Neuss Die letzten Filmvorführer

Neuss · Klassische analoge Projektoren weichen in Neusser Kinosälen der modernen Filmtechnik. Die Zuschauer freuen sich über Filme in 3D mit scharfen Bildern. Doch der Fortschritt hat Schattenseiten: Arbeitsstellen fallen weg.

 Naim Choho und Onur Gedek arbeiten im Neusser UCI-Kino als Filmvorführer. Ihre berufliche Zukunft ist unsicher.

Naim Choho und Onur Gedek arbeiten im Neusser UCI-Kino als Filmvorführer. Ihre berufliche Zukunft ist unsicher.

Foto: woi

Naim Choho nimmt den Anfang des Filmbandes von der riesigen Spule.
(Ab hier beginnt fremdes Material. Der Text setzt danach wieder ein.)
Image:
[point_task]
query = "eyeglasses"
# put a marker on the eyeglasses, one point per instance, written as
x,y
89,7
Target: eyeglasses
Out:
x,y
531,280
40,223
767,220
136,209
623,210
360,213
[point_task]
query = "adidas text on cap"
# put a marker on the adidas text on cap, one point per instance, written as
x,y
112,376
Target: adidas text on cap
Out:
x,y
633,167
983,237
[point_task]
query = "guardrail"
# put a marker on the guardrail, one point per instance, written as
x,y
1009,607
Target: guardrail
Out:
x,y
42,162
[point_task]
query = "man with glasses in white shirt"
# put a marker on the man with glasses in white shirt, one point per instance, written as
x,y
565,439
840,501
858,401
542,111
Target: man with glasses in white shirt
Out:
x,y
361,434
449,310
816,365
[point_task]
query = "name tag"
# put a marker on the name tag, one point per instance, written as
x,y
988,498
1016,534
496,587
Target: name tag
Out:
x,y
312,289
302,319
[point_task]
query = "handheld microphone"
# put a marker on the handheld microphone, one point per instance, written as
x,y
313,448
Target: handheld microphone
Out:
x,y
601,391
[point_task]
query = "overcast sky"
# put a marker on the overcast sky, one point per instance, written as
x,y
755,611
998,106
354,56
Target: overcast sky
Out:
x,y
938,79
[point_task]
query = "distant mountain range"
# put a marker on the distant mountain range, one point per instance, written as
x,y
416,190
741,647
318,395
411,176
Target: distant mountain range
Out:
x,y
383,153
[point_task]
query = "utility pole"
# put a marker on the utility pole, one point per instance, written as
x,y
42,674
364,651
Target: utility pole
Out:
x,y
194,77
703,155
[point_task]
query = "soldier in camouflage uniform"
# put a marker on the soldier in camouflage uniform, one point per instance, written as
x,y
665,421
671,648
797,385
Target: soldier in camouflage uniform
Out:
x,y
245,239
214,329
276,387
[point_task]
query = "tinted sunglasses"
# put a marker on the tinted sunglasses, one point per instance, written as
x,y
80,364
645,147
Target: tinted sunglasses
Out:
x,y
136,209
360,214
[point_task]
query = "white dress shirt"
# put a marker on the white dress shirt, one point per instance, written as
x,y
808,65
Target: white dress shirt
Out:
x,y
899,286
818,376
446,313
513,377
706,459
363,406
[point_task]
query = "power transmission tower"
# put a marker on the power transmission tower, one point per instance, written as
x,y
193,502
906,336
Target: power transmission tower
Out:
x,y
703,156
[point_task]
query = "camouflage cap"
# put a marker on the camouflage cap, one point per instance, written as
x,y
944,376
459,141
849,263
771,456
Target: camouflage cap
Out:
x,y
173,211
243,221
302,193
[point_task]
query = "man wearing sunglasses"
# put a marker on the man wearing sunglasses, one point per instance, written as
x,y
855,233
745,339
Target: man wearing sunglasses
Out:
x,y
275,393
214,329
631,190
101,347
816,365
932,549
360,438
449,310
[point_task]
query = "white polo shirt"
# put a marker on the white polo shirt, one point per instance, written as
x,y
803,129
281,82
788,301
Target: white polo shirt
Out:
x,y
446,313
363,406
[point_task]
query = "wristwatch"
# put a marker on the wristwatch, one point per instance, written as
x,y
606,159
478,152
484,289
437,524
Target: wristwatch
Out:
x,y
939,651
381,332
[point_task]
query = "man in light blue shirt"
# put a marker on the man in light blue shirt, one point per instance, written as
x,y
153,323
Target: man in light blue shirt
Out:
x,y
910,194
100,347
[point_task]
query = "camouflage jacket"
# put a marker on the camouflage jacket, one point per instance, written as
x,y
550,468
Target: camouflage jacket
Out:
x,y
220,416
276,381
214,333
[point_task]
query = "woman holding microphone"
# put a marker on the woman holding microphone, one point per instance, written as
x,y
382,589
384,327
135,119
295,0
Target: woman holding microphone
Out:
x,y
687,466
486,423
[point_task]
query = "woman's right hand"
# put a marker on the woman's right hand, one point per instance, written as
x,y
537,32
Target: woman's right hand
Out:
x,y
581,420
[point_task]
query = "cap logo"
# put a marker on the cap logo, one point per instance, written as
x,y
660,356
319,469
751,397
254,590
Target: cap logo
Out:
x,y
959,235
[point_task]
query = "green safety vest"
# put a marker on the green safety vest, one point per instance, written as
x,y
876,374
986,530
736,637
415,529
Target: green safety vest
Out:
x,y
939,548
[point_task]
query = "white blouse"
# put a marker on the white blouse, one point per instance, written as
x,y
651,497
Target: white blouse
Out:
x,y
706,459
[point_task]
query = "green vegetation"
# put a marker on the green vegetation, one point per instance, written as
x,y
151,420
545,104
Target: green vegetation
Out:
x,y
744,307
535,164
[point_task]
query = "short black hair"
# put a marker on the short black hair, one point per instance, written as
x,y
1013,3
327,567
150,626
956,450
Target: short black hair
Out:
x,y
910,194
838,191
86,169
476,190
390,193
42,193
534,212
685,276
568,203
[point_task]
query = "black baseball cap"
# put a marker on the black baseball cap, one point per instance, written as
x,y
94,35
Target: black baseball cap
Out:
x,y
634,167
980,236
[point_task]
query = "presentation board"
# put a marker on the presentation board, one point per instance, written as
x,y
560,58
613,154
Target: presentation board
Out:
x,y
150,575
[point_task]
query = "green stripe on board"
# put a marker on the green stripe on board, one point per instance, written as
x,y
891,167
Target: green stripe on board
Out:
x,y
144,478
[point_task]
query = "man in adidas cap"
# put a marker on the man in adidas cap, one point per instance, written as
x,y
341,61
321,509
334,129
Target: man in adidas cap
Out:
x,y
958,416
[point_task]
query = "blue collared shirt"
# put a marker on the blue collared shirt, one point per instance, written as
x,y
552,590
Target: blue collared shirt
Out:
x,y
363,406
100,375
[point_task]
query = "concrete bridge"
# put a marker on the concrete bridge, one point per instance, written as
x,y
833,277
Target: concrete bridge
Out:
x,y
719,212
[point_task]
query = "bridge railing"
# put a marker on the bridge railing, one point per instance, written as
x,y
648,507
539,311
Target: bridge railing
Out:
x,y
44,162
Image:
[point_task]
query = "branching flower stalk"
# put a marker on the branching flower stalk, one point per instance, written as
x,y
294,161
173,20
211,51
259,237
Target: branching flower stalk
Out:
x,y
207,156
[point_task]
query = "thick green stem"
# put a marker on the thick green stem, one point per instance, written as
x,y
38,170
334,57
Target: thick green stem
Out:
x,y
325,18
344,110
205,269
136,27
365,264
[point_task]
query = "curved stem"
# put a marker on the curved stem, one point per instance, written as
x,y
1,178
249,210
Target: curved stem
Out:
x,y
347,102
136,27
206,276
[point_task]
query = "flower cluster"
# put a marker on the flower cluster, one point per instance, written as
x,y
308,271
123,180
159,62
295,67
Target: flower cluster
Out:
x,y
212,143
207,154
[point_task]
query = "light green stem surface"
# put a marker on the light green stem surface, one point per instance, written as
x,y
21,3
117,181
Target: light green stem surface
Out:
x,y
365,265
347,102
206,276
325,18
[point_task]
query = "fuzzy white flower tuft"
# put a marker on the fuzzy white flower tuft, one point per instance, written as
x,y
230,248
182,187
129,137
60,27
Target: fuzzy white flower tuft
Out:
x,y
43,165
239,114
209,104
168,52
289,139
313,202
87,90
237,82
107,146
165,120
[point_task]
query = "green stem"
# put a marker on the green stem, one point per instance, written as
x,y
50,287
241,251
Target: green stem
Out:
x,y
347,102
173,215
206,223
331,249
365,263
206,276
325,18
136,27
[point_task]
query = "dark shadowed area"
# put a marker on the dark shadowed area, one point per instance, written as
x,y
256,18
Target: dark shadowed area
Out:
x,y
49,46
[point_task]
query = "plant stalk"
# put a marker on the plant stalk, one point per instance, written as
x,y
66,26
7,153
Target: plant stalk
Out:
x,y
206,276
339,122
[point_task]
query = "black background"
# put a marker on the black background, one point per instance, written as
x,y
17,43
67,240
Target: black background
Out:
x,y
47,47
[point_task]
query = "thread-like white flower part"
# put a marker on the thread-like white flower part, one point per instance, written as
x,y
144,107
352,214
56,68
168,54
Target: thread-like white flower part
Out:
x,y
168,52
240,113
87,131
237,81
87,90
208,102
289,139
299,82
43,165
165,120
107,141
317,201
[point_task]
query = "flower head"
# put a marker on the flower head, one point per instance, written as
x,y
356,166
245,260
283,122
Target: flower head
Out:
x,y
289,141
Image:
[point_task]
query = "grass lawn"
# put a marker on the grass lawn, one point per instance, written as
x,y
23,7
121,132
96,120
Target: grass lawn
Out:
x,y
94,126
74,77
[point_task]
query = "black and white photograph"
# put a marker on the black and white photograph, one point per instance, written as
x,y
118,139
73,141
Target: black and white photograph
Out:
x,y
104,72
Er legt den Streifen über mehrere kleine Rollen – nach oben, waagerecht, nach unten. Dann führt er den Film am Projektor vorbei. Für die Kinofreunde in ihren Sesseln beginnt nun der Filmspaß, die projizierten Bilder erwecken die Leinwand zum Leben.

Die Projektoren laufen auch, wenn keine Vorführungen sind, etwa wenn die Filme kontrolliert oder zurückgespult werden. Seit zwölf Jahren ist Naim Choho hauptberuflich damit beschäftigt, dass der Kinospass für die Zuschauer reibungslos abläuft. Doch die Projektoren, für die er zuständig ist, sind Auslaufmodelle: Das Neusser UCI wird sie bald ersetzen, mit digitaler Technik. Drei digitale Projektoren hat das Kino schon, alle sind 3D-fähig. "Die Bilder sind klarer und schärfer", sagt Choho, der von seinem Arbeitsraum aus auf die Kinosäle blickt den direkten Vergleich zieht zwischen digitalen und analogen Filmen. Von der neuen Technik ist er überzeugt: "Keine Risse mehr im Film, kein Knistern, kein Rauschen", so beschreibt er die Vorteile. Dabei wird ihm die neue Technik auf lange Sicht den Job kosten. Denn digitales Kino lässt sich mit ein paar Handgriffen bedienen, gesteuert durch einen PC. Ganz anders ist das bei den alten Geräten: Die Filme muss Choho per Hand einlegen, und auch die Wartung der Maschinen, der Ton und das Licht, gehören zu den Aufgaben des Filmvorführers.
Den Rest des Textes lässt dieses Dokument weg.